ABRAMS: That’s fine, it hurt the process, it hurt Hillary Clinton, but it didn’t hurt Donald Trump and the notion that now that they’re saying oh well the reason James Comey was fired is because what he did was so unfair to Hillary Clinton. Right? That’s the argument. That’s the argument.

CHRISTIE: Was it -- was it absolute misuse of the authority of his office, that’s a -- listen, now as a -- as a former governor, that’s a perfectly acceptable reason whether it hurt me politically or not.

STEPHANOPOULOS: (Inaudible) coming into office, not a reason to fire him four months after the fact.

CHRISTIE: Oh, you know, listen, as we -- as we’ve discussed before, George, the transition was not quite a smooth running machine. And so those decisions maybe shouldn’t (ph) have been made.

I will tell you this, I recommended to the president elect at that time that if you’re going to fire Comey, do it now, meaning in the transition period between November and January.

STEPHANOPOULOS: One thing, and Mayor Giuliani didn’t want to go too deep into this, it does appear now that the FBI had -- there was no misconduct in the use of this FBI informant.

ABRAMS: Well look, and also Giuliani’s saying well you know, we’ve been -- for a year we haven’t gotten information on this. Why would they get information on this? I mean this informant, right, is working -- let’s say is working in conjunction with the FBI in whatever context.

Why would they turn it over? This is an ongoing, active investigation, and there’s zero, zero to indicate that there was anything improper about this. I mean calling it SpyGate (ph) doesn’t necessarily mean that there is a quote, unquote, spy involved as opposed to what see everyday in the --


STEPHANOPOULOS: -- evaporating.

CHRISTIE: Well listen, I -- I think, again, this is one of those shifting sands arguments that’s going to change over the course of time and maybe go away. Unless you conduce -- misconduct by the FBI, which we have no evidence of yet in any way, I will tell you as a prosecutor, I wouldn’t have turned it over, that information to the other side.

STEPHANOPOULOS: To -- to the president.

CHRISTIE: No, I wouldn’t have.

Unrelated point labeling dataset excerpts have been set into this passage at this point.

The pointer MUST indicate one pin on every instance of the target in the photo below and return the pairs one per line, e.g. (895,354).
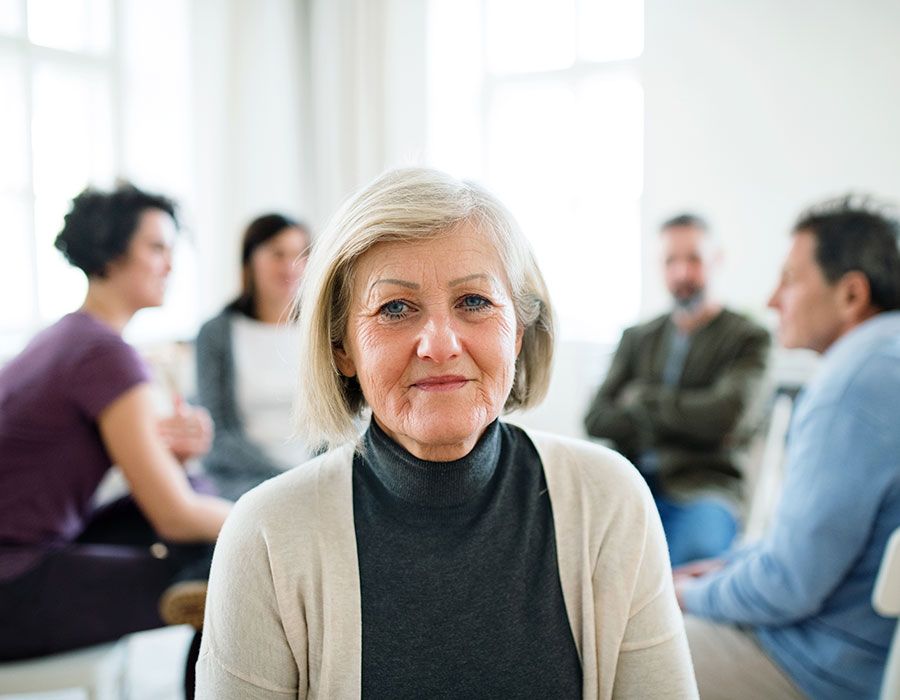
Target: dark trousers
(97,589)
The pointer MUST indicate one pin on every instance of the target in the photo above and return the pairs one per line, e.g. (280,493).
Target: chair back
(886,601)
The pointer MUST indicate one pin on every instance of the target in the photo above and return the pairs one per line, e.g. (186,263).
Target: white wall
(757,109)
(753,110)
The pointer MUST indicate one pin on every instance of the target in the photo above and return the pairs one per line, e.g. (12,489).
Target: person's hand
(684,576)
(632,394)
(188,432)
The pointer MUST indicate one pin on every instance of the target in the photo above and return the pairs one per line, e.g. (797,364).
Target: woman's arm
(233,460)
(128,428)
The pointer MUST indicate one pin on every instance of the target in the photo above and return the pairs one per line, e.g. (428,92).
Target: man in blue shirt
(791,615)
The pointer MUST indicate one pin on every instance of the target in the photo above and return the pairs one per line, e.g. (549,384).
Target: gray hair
(410,204)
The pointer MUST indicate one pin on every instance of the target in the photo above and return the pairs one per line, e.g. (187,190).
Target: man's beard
(691,302)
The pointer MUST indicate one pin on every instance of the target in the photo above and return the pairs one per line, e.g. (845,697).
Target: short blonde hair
(410,204)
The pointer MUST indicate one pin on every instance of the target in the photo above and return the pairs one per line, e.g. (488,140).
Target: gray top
(234,463)
(284,614)
(459,583)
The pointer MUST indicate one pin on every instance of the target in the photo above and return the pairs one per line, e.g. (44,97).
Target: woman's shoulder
(220,323)
(577,470)
(302,498)
(590,461)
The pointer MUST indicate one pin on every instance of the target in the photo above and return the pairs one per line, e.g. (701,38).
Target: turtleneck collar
(434,484)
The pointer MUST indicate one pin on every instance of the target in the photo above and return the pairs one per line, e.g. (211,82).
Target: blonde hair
(410,204)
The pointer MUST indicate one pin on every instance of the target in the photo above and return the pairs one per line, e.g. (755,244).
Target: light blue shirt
(806,588)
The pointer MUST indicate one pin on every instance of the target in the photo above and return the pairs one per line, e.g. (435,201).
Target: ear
(855,294)
(344,362)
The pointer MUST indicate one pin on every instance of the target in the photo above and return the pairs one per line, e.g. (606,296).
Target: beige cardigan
(283,611)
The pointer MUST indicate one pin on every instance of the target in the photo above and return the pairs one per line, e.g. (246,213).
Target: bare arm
(128,427)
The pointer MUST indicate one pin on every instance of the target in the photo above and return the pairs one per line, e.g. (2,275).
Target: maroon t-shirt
(51,454)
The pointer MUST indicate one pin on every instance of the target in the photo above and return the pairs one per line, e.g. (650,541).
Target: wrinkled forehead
(448,252)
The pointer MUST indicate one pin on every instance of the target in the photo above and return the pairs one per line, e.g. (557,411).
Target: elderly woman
(444,554)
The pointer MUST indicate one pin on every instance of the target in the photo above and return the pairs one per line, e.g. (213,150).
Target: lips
(447,382)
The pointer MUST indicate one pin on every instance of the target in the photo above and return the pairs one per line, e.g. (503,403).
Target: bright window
(541,100)
(93,91)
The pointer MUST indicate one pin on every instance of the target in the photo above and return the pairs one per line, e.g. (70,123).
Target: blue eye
(473,302)
(395,309)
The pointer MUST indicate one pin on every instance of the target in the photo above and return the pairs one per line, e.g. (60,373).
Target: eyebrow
(481,275)
(402,283)
(413,285)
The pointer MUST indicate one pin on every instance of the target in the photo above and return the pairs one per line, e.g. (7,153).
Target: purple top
(51,455)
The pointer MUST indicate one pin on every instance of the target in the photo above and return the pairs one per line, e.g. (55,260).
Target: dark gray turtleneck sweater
(458,574)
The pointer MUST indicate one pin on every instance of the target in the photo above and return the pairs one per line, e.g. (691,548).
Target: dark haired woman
(74,402)
(246,361)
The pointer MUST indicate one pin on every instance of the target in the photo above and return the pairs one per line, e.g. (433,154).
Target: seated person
(445,553)
(791,616)
(247,361)
(75,401)
(675,394)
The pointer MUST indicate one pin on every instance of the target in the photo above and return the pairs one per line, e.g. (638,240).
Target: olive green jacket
(697,427)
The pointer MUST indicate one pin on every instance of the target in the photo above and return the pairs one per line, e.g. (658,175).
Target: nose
(438,340)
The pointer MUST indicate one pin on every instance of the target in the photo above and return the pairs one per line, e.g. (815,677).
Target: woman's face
(277,266)
(140,274)
(433,339)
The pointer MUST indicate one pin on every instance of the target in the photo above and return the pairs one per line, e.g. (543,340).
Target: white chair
(769,475)
(100,671)
(886,601)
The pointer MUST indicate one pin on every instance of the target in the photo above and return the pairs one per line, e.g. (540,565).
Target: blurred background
(592,119)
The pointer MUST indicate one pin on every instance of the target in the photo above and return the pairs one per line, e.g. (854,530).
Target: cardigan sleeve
(245,651)
(653,658)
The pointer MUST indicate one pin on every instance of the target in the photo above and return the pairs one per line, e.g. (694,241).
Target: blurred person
(74,402)
(445,553)
(791,616)
(247,361)
(675,396)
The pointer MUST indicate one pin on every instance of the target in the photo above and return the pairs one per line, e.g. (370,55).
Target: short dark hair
(856,233)
(260,230)
(685,219)
(100,225)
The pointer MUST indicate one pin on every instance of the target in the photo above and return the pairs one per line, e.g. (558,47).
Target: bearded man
(676,395)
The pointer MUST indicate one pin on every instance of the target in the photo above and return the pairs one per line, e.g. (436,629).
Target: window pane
(610,30)
(72,137)
(16,268)
(455,80)
(530,35)
(576,194)
(61,287)
(610,133)
(156,95)
(71,130)
(11,17)
(13,131)
(73,25)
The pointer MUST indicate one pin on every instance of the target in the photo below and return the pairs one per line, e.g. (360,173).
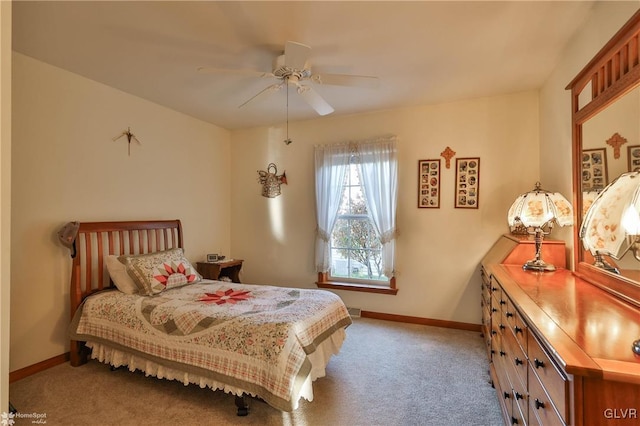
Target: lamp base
(538,266)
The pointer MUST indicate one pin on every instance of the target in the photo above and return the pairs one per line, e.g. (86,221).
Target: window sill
(337,285)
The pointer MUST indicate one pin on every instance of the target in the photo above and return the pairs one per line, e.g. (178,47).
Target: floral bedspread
(253,337)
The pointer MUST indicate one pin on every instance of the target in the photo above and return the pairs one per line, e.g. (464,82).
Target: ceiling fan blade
(314,99)
(266,91)
(296,55)
(365,81)
(236,71)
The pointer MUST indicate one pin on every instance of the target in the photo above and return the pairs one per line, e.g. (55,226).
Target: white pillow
(119,275)
(156,272)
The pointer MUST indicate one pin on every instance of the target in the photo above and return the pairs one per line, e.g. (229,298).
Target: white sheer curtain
(331,165)
(378,164)
(379,172)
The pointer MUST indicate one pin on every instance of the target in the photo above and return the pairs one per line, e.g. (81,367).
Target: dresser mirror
(606,140)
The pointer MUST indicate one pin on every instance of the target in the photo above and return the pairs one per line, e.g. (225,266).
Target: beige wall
(5,198)
(438,250)
(555,102)
(65,167)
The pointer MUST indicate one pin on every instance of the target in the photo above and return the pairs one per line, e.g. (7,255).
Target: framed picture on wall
(467,183)
(594,169)
(633,158)
(428,184)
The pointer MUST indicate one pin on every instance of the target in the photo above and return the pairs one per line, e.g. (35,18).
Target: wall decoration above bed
(448,154)
(130,136)
(271,181)
(467,186)
(595,175)
(429,184)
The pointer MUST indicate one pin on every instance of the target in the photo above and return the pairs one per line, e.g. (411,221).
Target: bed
(261,341)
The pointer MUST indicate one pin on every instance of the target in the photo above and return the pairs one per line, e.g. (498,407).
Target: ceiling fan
(292,68)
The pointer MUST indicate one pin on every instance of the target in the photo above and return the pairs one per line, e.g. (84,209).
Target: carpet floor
(387,373)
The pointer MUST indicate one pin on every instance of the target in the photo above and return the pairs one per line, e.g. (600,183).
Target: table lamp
(537,211)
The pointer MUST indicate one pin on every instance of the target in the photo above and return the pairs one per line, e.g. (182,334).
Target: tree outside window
(355,248)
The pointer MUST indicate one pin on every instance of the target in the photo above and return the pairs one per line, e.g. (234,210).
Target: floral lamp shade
(536,211)
(538,208)
(613,218)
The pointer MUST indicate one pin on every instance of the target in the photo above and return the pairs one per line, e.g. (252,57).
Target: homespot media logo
(9,419)
(620,413)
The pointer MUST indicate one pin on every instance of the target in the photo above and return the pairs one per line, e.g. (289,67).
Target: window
(355,248)
(356,197)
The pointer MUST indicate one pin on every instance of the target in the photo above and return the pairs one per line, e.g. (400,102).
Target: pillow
(155,272)
(119,275)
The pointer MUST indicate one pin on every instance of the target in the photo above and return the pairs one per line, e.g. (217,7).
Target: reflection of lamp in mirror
(538,210)
(611,226)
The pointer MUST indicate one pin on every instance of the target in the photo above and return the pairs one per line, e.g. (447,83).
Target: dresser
(559,348)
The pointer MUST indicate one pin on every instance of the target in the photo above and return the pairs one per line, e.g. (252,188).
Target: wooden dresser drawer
(517,325)
(551,379)
(541,410)
(515,358)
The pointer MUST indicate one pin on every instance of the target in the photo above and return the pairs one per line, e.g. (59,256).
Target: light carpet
(387,373)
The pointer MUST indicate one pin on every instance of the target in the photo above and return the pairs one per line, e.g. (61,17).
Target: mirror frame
(613,72)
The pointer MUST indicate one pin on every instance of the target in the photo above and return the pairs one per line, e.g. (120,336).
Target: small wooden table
(224,268)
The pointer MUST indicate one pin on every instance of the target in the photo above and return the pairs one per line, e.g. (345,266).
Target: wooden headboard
(95,240)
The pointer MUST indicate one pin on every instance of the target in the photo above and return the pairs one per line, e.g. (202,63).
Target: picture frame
(595,175)
(633,158)
(429,184)
(467,185)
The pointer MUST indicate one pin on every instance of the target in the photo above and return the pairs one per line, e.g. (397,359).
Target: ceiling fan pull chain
(287,141)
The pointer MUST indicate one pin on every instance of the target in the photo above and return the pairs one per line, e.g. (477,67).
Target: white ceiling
(422,51)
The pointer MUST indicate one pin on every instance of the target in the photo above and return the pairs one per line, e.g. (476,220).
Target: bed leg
(243,405)
(78,353)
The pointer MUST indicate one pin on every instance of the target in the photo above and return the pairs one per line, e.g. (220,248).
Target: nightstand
(224,268)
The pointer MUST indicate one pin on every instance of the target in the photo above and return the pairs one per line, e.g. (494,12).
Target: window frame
(326,280)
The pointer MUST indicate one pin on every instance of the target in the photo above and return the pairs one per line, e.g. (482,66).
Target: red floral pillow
(154,273)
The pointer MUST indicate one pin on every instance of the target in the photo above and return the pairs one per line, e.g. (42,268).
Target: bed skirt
(118,358)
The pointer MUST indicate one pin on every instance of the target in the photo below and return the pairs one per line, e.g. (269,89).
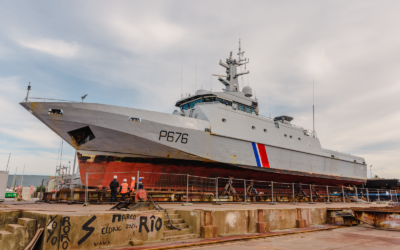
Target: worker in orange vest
(124,189)
(133,184)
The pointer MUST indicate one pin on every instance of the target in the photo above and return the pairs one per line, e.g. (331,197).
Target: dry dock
(91,227)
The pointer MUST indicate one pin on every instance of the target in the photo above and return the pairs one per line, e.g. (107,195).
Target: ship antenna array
(8,161)
(181,75)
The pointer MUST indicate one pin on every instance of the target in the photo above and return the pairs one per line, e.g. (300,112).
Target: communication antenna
(211,82)
(269,103)
(83,97)
(8,161)
(29,89)
(370,170)
(181,74)
(313,109)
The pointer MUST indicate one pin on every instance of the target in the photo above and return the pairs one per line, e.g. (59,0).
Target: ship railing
(48,99)
(189,188)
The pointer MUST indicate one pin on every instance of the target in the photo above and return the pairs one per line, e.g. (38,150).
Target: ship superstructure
(212,134)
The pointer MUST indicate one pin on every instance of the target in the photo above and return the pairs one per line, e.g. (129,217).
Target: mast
(27,94)
(232,82)
(8,161)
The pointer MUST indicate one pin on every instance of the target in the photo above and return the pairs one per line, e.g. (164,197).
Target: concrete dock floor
(360,237)
(314,236)
(64,207)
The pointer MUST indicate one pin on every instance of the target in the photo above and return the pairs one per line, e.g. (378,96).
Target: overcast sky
(130,53)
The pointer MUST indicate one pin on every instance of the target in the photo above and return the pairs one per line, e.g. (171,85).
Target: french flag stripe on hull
(261,155)
(256,154)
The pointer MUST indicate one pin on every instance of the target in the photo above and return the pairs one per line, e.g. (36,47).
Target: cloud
(57,47)
(134,54)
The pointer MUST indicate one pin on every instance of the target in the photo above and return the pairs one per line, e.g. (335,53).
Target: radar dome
(247,91)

I mean, you know, the thing I said I -- that I always loved the most about being a U.S. attorney was only I knew what I knew. Bob Mueller understands that and -- and so does the FBI.

So you don’t -- you don’t willy-nilly turn that stuff over, you just don’t. If at some point you see misconduct you would, but you don’t do that (inaudible).

ABRAMS: I don’t know if it’s shifting sands or just throwing sand, that’s what it sort of feels like more to me.

CHRISTIE: Could be either.

ABRAMS: Yes, yes.

CHRISTIE: Could be either.

STEPHANOPOULOS: Rudy left often the possibility of the president pardoning himself, even though he says he doesn’t expect him to do it, he would have the right to do it.

CHRISTIE: Listen, there’s no way that’ll happen, and the reason it won’t is because then it becomes a political problem, George. If the president were to pardon himself, he’ll get impeached.